For anyone wondering whether an AI system can be officially recognized as a patent inventor, the answer in two countries is no. Or at least not yet. We learn from The Fashion Law, “UK Supreme Court Says AI Cannot Be Patent Inventor.” Inventor Stephen Thaler pursued two patents on behalf of DABUS, his AI system. After the UK’s Intellectual Property Office, High Court, and the Court of Appeal all rejected the applications, the intrepid algorithm advocate appealed to the highest court in that land. The article reveals:
“In the December 20 decision, which was authored by Judge David Kitchin, the Supreme Court confirmed that as a matter of law, under the Patents Act, an inventor must be a natural person, and that DABUS does not meet this requirement. Against that background, the court determined that Thaler could not apply for and/or obtain a patent on behalf of DABUS.”

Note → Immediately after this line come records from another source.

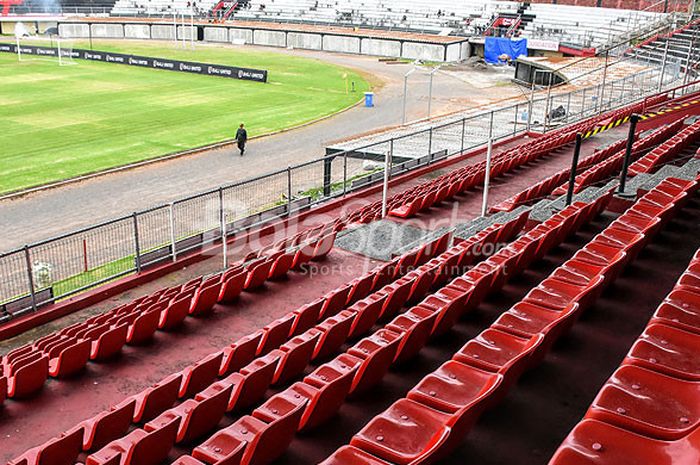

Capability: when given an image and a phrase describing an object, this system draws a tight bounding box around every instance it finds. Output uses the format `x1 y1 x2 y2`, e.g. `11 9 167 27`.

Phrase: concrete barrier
204 27 229 42
402 42 445 61
58 23 90 38
151 24 175 40
90 24 124 39
253 29 287 47
323 36 360 53
287 32 323 50
228 28 253 44
124 24 151 39
360 39 401 58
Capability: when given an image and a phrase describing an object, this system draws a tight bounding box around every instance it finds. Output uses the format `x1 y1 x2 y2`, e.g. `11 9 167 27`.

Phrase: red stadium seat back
586 366 700 441
81 399 136 450
134 373 182 423
219 330 263 376
549 420 700 465
350 399 450 465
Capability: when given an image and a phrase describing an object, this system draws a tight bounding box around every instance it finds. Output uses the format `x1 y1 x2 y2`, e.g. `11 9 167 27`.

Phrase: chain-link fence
0 59 698 322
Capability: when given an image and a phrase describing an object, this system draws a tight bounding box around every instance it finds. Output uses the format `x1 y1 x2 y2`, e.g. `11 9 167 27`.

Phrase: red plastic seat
319 446 391 465
126 309 161 345
10 427 83 465
586 365 700 441
624 324 700 381
80 399 136 450
134 373 182 423
217 269 248 303
158 296 192 331
243 259 275 290
219 330 263 376
7 354 49 398
224 350 280 412
291 299 324 336
313 310 355 360
272 329 321 384
49 340 92 378
178 352 224 398
347 329 402 394
407 360 503 440
350 399 451 465
386 306 438 363
143 383 233 443
257 312 296 355
549 420 700 465
452 328 544 388
348 293 387 339
290 354 362 429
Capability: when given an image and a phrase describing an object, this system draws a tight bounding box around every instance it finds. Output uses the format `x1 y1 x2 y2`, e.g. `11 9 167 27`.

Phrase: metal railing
0 49 697 322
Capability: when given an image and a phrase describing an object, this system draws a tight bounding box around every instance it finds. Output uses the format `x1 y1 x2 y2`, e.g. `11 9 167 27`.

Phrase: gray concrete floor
0 44 520 251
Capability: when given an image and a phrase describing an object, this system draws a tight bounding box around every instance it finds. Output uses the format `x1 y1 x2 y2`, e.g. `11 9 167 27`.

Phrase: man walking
236 123 248 156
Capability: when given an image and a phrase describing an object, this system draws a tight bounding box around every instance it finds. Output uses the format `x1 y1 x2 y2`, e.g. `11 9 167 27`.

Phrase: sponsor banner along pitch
0 44 267 82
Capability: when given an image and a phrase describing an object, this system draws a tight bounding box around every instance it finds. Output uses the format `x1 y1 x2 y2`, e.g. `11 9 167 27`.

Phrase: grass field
0 39 369 193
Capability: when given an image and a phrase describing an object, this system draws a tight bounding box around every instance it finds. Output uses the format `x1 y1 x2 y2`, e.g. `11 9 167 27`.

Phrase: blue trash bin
365 92 374 108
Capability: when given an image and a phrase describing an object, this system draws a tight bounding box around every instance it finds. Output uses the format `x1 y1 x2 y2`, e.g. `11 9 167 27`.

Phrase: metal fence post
343 152 348 197
168 203 177 261
131 212 141 273
428 126 433 161
287 166 292 216
219 187 228 270
24 245 36 312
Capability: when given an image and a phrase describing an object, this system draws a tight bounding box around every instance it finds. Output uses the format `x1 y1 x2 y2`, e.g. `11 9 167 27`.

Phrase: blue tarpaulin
484 37 527 64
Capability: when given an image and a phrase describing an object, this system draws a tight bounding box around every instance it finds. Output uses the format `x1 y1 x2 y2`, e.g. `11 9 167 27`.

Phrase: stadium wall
58 19 472 62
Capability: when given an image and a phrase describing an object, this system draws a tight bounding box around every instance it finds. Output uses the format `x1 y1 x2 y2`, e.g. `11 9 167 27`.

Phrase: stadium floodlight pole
428 65 442 118
566 132 582 206
481 111 493 216
618 113 639 195
656 39 668 92
382 139 394 218
401 67 416 124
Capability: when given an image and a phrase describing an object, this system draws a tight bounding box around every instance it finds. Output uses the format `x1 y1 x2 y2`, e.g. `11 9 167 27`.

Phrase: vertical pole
481 112 493 216
428 126 433 158
656 39 668 92
382 139 394 218
618 114 639 194
219 187 228 270
287 166 292 216
566 132 582 205
598 50 609 115
131 212 141 273
24 245 36 312
343 152 348 197
168 203 177 262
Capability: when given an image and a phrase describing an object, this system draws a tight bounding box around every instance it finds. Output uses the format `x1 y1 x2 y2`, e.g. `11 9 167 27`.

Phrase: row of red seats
550 239 700 465
629 121 700 176
491 139 627 213
553 120 683 196
0 230 336 398
323 193 611 465
324 173 698 465
4 226 470 464
175 202 602 465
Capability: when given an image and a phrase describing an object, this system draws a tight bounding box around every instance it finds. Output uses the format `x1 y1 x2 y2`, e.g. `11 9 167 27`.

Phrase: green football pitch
0 37 369 193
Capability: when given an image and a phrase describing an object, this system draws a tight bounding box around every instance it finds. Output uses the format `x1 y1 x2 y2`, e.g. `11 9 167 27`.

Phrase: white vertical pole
481 112 493 216
382 139 394 218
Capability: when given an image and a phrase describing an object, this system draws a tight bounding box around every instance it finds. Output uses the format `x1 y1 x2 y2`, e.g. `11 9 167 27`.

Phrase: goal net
15 23 77 66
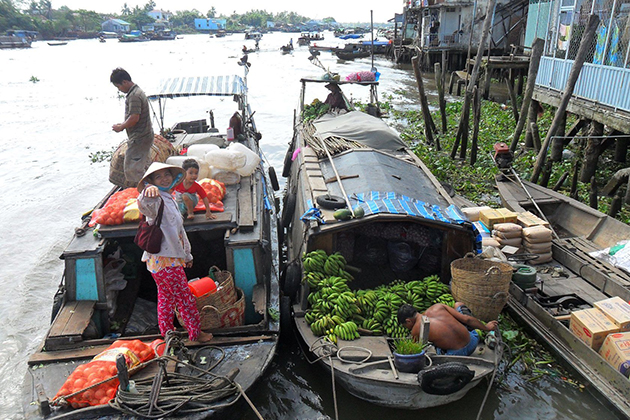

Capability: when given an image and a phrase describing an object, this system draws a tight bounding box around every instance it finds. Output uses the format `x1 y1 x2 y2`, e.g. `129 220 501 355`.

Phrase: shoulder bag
133 197 164 254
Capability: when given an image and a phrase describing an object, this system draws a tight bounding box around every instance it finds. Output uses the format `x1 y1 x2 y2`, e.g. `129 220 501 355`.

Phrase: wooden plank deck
46 300 96 350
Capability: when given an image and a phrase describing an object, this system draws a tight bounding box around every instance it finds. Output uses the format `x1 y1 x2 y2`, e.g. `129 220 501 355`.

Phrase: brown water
0 34 614 420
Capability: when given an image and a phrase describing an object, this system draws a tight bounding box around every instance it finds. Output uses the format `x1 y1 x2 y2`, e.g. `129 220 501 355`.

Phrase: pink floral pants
151 267 201 341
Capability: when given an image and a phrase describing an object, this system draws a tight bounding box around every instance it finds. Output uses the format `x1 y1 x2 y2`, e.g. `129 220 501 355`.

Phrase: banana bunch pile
302 250 455 344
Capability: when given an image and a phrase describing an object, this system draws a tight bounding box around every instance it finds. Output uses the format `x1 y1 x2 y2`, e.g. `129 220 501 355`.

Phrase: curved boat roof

The court also specified the patent applications now stand as “withdrawn.” Thaler also tried his luck in the US legal system but met with a similar result. So is it the end of the line for DABUS’s inventor ambitions? Not necessarily:
“In the court’s determination, Judge Kitchin stated that Thaler’s appeal is ‘not concerned with the broader question whether technical advances generated by machines acting autonomously and powered by AI should be patentable, nor is it concerned with the question whether the meaning of the term ‘inventor’ ought to be expanded … to include machines powered by AI ….’”
So the legislature may yet allow AIs into the patent application queues. Will being a “natural person” soon become unnecessary to apply for a patent? If so, will patent offices increase their reliance on algorithms to handle the increased caseload? Then machines would grant patents to machines. Would natural people even be necessary anymore? Once a techno feudalist with truckloads of cash and flocks of legal eagles pulls up to a hearing, rules can become — how shall I say it? — malleable.